Rete cristiana per l’ambiente: un futuro di speranza

Chiusa la 12° assemblea “Ecen”. Sfida ai governi e alle chiese per la giustizia economica ed ecologica

Si è chiusa il 10 ottobre a Katowice (Polonia) la 12ª Assemblea della Rete cristiana europea per l’ambiente (Ecen) dal titolo “Sulla via della giustizia economica ed ecologica”.

L’Assemblea ha riunito 85 protestanti, anglicani, ortodossi e cattolici da 22 Paesi e ha prodotto un messaggio finale che si rivolge ai governi, ai decisori politici, alle chiese e alle comunità di fede affinché si impegnino immediatamente a ridurre le emissioni di gas serra per allinearsi ai dati scientifici, per un futuro sostenibile.  «Nessuna scusa è accettabile. In vista della prossima conferenza sul clima delle Nazioni Unite (COP 24) chiediamo un piano d’azione visibile e determinato da parte di tutti i governi», si legge nel documento che continua sollecitando un ampio dialogo nella società per «realizzare stili di vita più sostenibili ed equi, rispettare il creato, promuovere una transizione giusta verso una economia a bassa emissione di carbonio». La sfida ecologica è prioritaria e richiede lo sviluppo di “risorse teologiche e liturgiche per la cura del creato” anche nei contesti ecumenici.

In occasione dell’Assemblea è stato festeggiato il 20° anniversario dell’Ecen. «Possiamo testimoniare che in Europa c’è un movimento crescente di chiese verdi ed eco-comunità – scrivono gli organizzatori a chiusura dei lavori -. In vent’anni ci sono stati cambiamenti epocali per effetto del nostro uso delle risorse naturali… abbiamo visto una perdita di biodiversità e habitat nel mondo di tale portata da essere definita dagli scienziati “estinzione di massa”. […]  Sono necessari cambiamenti rapidi, radicali e senza precedenti per ridurre l’emissione di gas serra».

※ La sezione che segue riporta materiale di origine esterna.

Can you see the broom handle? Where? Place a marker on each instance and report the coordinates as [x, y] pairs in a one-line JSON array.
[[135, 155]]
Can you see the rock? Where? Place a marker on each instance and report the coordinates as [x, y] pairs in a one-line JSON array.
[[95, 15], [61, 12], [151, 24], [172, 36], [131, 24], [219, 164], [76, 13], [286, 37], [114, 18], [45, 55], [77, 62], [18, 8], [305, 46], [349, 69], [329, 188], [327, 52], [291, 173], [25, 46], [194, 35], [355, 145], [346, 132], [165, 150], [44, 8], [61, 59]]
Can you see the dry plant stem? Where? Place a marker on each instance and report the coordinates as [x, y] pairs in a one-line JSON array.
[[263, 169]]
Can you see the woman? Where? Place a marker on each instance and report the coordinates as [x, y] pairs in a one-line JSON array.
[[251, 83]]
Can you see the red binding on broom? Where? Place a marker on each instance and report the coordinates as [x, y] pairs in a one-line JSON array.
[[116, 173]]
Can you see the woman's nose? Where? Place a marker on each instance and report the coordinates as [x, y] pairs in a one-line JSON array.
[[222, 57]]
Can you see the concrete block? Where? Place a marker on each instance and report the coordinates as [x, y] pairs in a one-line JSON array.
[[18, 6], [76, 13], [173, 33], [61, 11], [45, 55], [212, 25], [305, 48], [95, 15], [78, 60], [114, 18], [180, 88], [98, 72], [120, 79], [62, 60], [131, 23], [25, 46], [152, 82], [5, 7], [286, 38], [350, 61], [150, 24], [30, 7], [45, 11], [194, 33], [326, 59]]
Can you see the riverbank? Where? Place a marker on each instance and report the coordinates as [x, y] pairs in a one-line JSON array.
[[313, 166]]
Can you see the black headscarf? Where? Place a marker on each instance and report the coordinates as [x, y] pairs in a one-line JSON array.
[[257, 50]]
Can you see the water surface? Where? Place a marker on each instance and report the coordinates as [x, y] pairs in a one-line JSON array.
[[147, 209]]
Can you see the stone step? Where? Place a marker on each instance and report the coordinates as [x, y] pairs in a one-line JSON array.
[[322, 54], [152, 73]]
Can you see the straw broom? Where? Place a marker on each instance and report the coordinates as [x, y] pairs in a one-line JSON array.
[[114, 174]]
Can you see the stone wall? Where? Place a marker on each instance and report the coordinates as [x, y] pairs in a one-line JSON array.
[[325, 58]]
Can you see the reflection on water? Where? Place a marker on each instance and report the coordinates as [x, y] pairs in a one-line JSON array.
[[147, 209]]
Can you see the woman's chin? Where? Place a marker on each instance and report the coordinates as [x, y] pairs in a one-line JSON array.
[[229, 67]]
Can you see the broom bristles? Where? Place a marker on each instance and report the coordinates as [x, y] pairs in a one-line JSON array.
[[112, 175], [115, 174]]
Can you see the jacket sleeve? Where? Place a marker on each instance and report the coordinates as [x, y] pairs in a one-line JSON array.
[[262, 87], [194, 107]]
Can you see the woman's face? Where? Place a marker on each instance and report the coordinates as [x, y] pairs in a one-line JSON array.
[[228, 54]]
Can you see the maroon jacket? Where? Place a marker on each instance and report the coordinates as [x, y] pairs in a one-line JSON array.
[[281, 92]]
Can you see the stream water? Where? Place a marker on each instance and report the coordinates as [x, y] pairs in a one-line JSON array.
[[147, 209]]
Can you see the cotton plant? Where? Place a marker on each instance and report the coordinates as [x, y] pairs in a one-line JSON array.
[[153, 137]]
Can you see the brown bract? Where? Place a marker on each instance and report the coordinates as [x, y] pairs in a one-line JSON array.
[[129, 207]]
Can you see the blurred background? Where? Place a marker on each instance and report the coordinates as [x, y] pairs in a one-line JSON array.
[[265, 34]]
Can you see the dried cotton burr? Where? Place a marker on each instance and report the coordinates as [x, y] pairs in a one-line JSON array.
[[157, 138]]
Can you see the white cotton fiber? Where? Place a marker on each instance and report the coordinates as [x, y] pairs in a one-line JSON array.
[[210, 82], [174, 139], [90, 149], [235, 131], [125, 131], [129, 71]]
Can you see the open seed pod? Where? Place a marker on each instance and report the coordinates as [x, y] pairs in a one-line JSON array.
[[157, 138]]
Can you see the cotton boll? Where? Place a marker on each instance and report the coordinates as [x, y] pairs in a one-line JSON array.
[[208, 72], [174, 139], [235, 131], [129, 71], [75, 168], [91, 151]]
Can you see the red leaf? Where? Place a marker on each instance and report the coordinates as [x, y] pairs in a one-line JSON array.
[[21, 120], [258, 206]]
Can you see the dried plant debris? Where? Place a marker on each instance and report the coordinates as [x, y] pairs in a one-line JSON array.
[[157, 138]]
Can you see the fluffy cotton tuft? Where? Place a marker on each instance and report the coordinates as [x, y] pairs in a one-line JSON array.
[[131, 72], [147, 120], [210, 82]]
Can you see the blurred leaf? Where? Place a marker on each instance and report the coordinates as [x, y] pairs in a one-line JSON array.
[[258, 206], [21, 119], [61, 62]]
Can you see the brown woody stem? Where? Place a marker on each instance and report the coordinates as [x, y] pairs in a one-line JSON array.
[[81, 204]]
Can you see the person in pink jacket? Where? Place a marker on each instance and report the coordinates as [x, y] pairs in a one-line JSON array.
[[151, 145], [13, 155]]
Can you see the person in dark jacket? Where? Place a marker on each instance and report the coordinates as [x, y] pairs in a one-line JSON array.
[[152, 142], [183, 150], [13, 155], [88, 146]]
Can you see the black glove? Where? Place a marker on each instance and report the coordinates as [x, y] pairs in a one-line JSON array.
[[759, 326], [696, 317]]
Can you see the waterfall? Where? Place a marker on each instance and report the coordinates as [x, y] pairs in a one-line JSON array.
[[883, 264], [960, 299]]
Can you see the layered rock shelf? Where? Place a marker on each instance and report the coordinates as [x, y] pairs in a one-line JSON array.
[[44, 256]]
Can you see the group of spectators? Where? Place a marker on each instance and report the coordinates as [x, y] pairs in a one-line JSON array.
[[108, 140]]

In rappresentanza della Commissione globalizzazione e ambiente (Glam) della Federazione delle chiese evangeliche in Italia (Fcei), hanno partecipato all’Assemblea Antonella Visintin Rotigni e Pierpaolo Nunzio. «Uno spazio importante è stato dedicato ai gruppi di lavoro su educazione, teologia, comunità in transizione e stili di vita, eco-management, biodiversità, cambiamento climatico – ha riportato Visintin in una relazione sui lavori dove, fra l’altro, sono stati ricordati i due principali pellegrinaggi partiti verso la COP 24: quello da Bonn e quello da Roma – mentre un ragazzo norvegese si sta avviando a Katowice in bicicletta. Sono stati inoltre premiati tre progetti ambientali innovativi in memoria di Roman Juriga, componente dell’Ecen mancato nel 2015, e sono state presentate iniziative nazionali quali il programma di riciclo a Volos (Grecia) che realizza borse da vestiti usati e la costruzione di una ‘cattedrale della speranza’, un tempio non connotato religiosamente, realizzato in legno e con il tetto di plastica raccolta sulle spiagge della Norvegia».